In this research, the focus is exclusively on the analysis of Urea-N in different types of soils under dry conditions and with limited levels of organic matter.

The absorption peaks at 1490 nm and 1520 nm are likely due to the first overtone of the N-H bending vibration and a combination of N-H stretching and bending modes. The peak at 1490 nm (FWHM ≈ 10 nm) and that at 1520 nm (FWHM ≈ 12 nm) were quantified by integrating the absorbance over a ±5 nm window around each maximum, thus minimizing spectral noise and standardizing the calculation of peak area.

The spectrometer used (LIGA-Microspectrometer System NIR 1.7, STEAG microParts GmbH, Dortmund, Germany) operates within a range of 1100 nm to 1700 nm; therefore, the analysis was limited to this specific portion of the spectrum. The spectrometer is based on 128 elements, including InGaAs detectors with a spatial resolution of about 4.5 nm. The objective was, therefore, to focus on the peaks of the spectrum between 1490 and 1520 nm, highlighting their effects on both the first and second derivatives.

2.5. Measurement System

Figure 5a–d present, respectively, an overview of the used measurement system, along with its components and a legend; the spectrometric measurement head inserted into the test sample; a detailed view of the reflection probe, showing the morphology of the optical fibers; and a view of the six soils under study. The process for creating soil samples contaminated by the presence of Urea-N was designed to reflect its actual occurrence in natural soils as closely as possible.

Each soil sample was positioned within a circular capsule measuring 3 cm in diameter and 7 cm in depth, ensuring it was level with respect to the spectrometer head’s holder.

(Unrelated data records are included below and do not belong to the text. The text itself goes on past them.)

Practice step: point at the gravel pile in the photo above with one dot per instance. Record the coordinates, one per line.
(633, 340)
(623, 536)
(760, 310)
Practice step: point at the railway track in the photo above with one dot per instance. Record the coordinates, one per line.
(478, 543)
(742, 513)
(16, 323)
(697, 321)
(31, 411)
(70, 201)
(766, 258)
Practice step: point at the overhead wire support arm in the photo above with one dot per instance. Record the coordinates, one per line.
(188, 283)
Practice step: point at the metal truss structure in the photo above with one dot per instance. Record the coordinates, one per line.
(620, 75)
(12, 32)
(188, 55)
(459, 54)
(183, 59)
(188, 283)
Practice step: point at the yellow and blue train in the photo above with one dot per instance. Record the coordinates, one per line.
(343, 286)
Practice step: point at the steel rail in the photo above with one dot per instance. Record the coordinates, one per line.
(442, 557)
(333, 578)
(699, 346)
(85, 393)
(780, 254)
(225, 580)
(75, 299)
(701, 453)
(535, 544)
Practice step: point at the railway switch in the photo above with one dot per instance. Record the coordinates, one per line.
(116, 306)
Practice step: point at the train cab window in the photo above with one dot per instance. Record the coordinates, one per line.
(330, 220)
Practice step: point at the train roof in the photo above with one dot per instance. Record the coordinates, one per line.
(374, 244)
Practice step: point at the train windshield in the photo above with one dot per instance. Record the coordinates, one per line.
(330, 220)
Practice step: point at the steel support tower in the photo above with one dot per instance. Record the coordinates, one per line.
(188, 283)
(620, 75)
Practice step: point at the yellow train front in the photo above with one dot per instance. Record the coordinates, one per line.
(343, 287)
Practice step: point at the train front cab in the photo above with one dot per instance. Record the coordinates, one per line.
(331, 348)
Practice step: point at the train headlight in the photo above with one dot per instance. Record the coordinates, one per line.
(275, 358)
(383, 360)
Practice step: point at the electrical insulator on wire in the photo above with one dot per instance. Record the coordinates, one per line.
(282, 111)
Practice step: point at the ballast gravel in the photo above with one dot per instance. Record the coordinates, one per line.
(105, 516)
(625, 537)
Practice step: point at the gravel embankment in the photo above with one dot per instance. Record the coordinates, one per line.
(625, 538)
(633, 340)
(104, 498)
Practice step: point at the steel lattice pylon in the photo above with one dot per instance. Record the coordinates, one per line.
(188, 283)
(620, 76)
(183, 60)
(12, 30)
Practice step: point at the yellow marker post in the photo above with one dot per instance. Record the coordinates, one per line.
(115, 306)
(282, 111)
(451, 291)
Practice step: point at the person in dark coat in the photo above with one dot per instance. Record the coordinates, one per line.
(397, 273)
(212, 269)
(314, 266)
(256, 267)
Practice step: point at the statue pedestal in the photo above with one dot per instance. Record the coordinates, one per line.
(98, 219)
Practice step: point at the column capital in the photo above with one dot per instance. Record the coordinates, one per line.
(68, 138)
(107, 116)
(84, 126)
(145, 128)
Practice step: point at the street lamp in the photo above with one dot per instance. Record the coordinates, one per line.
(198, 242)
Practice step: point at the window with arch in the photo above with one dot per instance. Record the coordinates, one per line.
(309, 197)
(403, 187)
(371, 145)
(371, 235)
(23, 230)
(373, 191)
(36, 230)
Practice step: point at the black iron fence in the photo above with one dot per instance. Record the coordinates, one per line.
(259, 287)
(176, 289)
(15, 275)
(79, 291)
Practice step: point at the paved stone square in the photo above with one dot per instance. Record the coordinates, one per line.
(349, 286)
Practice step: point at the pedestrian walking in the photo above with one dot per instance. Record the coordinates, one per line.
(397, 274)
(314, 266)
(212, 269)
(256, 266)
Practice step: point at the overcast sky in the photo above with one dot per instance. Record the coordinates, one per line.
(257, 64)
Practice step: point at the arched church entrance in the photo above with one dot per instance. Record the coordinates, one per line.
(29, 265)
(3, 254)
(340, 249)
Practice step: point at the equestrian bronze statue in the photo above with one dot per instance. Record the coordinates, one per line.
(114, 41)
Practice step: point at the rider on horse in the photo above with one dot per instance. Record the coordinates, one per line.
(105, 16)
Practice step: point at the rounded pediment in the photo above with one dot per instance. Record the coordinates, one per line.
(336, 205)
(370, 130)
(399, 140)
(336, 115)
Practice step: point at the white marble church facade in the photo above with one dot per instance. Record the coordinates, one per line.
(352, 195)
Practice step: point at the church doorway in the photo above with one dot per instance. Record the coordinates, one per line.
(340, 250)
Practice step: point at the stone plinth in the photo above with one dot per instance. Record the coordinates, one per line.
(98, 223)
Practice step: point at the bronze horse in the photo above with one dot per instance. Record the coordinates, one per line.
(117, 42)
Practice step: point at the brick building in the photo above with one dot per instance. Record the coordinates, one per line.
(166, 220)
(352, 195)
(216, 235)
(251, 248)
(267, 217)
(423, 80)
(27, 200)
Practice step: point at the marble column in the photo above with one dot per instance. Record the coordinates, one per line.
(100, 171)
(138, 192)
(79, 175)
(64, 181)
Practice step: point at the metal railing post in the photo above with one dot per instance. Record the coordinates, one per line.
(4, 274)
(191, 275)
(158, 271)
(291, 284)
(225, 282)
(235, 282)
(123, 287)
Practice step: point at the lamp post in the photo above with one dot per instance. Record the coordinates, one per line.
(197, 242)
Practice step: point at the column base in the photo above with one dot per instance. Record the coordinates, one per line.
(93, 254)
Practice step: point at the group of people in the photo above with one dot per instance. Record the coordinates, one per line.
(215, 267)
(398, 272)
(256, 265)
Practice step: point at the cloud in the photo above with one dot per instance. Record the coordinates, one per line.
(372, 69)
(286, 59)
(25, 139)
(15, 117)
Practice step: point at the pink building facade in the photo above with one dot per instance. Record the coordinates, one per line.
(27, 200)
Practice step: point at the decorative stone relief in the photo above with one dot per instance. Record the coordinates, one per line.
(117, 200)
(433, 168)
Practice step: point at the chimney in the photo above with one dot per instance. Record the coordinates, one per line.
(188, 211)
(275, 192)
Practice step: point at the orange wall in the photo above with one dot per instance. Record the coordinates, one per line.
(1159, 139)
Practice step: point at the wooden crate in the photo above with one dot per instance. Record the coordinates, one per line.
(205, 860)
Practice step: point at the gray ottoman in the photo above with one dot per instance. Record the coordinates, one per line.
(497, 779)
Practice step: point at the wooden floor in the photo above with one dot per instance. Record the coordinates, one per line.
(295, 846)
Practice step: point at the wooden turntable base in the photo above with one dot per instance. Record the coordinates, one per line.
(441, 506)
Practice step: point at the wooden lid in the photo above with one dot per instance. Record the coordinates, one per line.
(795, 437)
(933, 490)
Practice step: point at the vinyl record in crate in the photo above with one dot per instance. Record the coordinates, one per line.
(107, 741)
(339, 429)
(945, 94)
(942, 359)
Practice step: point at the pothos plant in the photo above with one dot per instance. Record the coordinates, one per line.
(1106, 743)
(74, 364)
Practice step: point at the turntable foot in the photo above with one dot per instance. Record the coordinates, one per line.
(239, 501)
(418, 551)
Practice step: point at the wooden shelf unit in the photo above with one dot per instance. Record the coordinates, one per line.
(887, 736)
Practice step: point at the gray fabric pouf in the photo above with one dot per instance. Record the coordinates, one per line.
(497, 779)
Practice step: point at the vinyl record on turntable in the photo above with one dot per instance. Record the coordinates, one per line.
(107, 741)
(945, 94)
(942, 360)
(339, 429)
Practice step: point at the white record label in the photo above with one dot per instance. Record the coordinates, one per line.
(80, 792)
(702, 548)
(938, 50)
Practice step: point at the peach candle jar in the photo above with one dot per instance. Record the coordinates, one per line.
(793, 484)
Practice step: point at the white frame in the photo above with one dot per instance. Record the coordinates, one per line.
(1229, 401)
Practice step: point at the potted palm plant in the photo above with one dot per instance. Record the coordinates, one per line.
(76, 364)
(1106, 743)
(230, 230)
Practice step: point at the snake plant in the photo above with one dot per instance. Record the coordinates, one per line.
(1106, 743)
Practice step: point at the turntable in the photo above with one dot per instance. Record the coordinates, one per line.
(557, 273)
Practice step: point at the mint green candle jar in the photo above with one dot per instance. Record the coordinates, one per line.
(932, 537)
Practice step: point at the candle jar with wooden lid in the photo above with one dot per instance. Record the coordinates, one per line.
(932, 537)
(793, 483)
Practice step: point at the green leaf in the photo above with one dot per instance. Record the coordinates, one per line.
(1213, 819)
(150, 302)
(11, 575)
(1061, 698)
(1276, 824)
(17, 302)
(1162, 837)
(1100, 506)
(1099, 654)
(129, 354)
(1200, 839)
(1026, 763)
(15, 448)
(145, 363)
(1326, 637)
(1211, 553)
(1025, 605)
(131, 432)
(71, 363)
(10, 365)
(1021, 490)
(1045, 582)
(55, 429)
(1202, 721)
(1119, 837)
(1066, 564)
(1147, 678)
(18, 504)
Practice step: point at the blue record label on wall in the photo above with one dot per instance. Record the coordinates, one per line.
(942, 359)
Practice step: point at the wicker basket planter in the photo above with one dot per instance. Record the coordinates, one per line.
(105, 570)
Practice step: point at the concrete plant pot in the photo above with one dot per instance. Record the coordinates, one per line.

The samples were illuminated using an HL-2000 20 W tungsten halogen lamp (Ocean Optics, 3500 Quadrangle Blvd, Orlando, FL, USA), and measurements were taken. Radiance was converted to spectral reflectance by dividing the radiance reflected from the soil by that of a standard white reference plate (Spectralon^®^) measured under identical illumination conditions. To minimize instrumental noise, four measurements were averaged for each sample.

Figure 6 illustrates the trends of the absorption curves for the six soil samples based on the percentage of Urea-N present. The absorption values and their corresponding peaks can be compared to the trend in Figure 4, which is typical of pure Urea-N at 100%. The main wavelengths (1490 nm and 1520 nm), around which the prediction algorithms of this research were designed to operate, are evident.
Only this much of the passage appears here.